Title: Feature-Based Design of Fonts Using Constraints
Authors: Ariel Shamir and Dr. Ari Rappoport, The Hebrew University Jerusalem
Pages: ~16 pages
Summary: Computer-aided font design is still a very tedious and repetitions task. New font models and new functionalities presented by digital media further require a new method for the design of font families and dynamic variable fonts. Current design paradigms are either outline based, offering low level operations, or parametric but non visual through programming. Parametric feature based design helps in creating a design environment for high level parametric font design. However, the approaches suggested so far are too restrictive in their definition of features, and none of them utilises constraint in feature definition and design. We present a new approach for parametric feature based font design. Our approach extends the definition and use of features by defining inexplicit feature parts using constraints. Furthermore, the visual design system ans the use of constraints for preserving the designer's intentions create a more natural environment in which high level parametric behaviors can be defined. Thisnot only simplifies the design of single fonts but also enables the simultaneous design of font families by making use of parametrization.


Title: Metafont in the Rockies: the Colorado typemaking project
Authors: Richard Southall, Leckhampstead (UK)
Pages: ~16 pages
Summary: Not available


Title: Visual TrueType: A Graphical Method for Authoring Font Intelligence
Authors: Beat Stamm, Microsoft Inc.
Pages: ~14 pages
Summary: TrueType fonts can be equipped with custom font intelligence for highest quality rendering down to the smallest type sizes at screen resolutions. However, to do so requires programming in an assembly language, which is outside the typical conceptual range of a typographer. In this paper we introduce a static representation of font intelligence in the form of a data structure we call the glyph structure. This glyph structure is visualized and authored graphically, and serialized automatically into the TrueType assembly language. The result is a professional tool that makes instructing high-quality TrueType fonts available to any typographer, without requiring programming skills.

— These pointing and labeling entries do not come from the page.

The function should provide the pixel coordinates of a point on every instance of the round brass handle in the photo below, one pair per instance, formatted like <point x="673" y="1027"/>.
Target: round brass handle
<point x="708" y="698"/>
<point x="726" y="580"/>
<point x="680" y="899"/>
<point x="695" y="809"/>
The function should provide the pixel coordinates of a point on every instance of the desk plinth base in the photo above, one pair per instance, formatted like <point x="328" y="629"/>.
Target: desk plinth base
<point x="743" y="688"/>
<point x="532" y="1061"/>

Title: Text rasterisation from 2D to 3D - an experimental framework using texture mapping
Authors: William Harris and Martin J. Duerst, Institut für Informatik der Universität Zürich
Summary: Current research in 3D systems and environments has produced high-quality results for traditional graphical representations. However, non-decorative text, serving as a substantive information-transfer medium, remains unintegrated. Through the combination of traditional 2D rasterising technologies and the innovation of novel 3D rendering algorithms in an experimental framework, a more flexible approach has been developed to support high-quality text representations in 3D fields of application such as user interface design, VR, and scientific visualisation.